The Novartis/Amgen data, and other companies using monoclonal antibodies, and our data with small molecules, clearly demonstrate the CGRP inhibition is effective in treating migraines. I definitely think that there is a big unmet medical need for new mechanisms of action to control the symptoms of migraine.

Do you see Allergan cementing its positon in migraines with the potential approval of these drugs?

Absolutely. In this area, we would like to be viewed as ‘the headache company’. We mentioned how effective Botox is but, with the possible exception of antiviral agents, it’s very difficult to think of a therapeutic area where one mechanism of action effectively treats all symptoms in all patients.
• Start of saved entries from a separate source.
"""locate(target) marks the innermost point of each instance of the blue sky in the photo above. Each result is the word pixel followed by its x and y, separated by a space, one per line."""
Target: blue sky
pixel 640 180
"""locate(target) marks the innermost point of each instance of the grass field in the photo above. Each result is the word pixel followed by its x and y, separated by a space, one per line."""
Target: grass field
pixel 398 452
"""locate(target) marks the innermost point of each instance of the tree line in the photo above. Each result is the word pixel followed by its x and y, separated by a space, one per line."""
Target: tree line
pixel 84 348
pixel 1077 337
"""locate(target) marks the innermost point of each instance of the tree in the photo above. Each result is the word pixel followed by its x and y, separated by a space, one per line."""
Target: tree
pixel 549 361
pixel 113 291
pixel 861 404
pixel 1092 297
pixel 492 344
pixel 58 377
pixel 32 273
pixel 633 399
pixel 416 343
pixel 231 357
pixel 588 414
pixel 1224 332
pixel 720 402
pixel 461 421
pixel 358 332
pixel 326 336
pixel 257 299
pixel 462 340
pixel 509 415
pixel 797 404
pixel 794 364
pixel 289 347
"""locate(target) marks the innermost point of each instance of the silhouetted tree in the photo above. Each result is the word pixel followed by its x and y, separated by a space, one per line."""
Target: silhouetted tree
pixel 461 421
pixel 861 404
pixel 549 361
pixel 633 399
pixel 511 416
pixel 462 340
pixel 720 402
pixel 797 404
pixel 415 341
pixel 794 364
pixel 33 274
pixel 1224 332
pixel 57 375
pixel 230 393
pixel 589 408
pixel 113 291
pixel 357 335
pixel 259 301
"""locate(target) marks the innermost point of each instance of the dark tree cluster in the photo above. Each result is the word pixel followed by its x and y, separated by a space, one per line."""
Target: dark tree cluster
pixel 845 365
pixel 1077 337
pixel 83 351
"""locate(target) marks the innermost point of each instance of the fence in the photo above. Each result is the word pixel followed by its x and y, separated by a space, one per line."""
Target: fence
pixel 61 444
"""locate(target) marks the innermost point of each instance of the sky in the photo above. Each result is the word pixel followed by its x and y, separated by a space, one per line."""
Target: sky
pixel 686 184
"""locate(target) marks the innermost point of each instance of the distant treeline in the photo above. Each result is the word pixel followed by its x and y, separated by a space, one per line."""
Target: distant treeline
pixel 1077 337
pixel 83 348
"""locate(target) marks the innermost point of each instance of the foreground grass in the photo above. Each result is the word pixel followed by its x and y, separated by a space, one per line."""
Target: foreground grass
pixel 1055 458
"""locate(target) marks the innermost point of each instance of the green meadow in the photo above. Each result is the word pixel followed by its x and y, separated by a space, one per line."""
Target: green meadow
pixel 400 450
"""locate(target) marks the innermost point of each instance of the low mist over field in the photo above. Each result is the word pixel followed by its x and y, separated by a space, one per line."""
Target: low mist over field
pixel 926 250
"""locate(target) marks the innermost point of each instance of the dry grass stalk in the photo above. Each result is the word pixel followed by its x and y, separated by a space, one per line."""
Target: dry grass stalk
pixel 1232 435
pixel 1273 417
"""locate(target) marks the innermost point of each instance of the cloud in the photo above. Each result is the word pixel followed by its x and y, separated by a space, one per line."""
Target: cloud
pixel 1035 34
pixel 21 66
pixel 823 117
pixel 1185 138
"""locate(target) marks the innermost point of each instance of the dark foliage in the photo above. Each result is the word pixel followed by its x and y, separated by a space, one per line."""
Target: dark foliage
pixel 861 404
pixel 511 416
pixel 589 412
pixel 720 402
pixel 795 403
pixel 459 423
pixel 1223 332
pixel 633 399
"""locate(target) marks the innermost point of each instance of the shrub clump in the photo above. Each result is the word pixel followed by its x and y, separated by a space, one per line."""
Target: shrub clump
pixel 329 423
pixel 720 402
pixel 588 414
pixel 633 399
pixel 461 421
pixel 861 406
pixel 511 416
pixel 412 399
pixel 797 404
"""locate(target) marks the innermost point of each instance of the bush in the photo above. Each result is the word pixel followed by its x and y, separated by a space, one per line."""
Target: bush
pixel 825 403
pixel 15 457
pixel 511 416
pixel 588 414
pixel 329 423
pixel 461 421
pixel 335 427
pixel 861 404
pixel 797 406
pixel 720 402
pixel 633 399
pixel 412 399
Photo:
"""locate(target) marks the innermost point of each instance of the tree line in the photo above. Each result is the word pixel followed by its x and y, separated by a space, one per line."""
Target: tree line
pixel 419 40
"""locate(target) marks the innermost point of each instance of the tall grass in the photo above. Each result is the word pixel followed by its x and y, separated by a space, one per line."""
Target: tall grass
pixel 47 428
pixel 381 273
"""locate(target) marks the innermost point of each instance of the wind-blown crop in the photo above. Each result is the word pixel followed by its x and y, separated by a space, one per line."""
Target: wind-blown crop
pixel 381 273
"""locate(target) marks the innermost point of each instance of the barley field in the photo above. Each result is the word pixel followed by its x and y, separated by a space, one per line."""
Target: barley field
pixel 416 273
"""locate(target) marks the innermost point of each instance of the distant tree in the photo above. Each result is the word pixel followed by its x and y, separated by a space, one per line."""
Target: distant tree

We, and other pharmaceutical companies, need to develop different mechanisms of action to complement one another to provide maximum benefits to patients.

This might mean monotherapy in some individuals, and some patients may react very well to treatment with just CGRP inhibitors, and in other patients there may be a partial response. However, there may be a greater response with the combination of Botox and a CGRP inhibitor.

How does the future look for migraine treatment?

There has been a hiatus in new treatment for migraines recently, particularly migraine prophylaxis where there has been a dearth, until Botox came on the market. People have tried using beta-blockers and antidepressants as off-label treatments, which do provide some benefits but only minor ones. With the arrival of CGRP inhibitors, this is the first time that a treatment has arrived that can treat acute migraines, as well as being used as prophylaxis. The next few years are going to be really exciting, as we’ll be able to use real world evidence for this new class of therapies for patients. This will generate data to determine how they can be best used together, with and alongside Botox.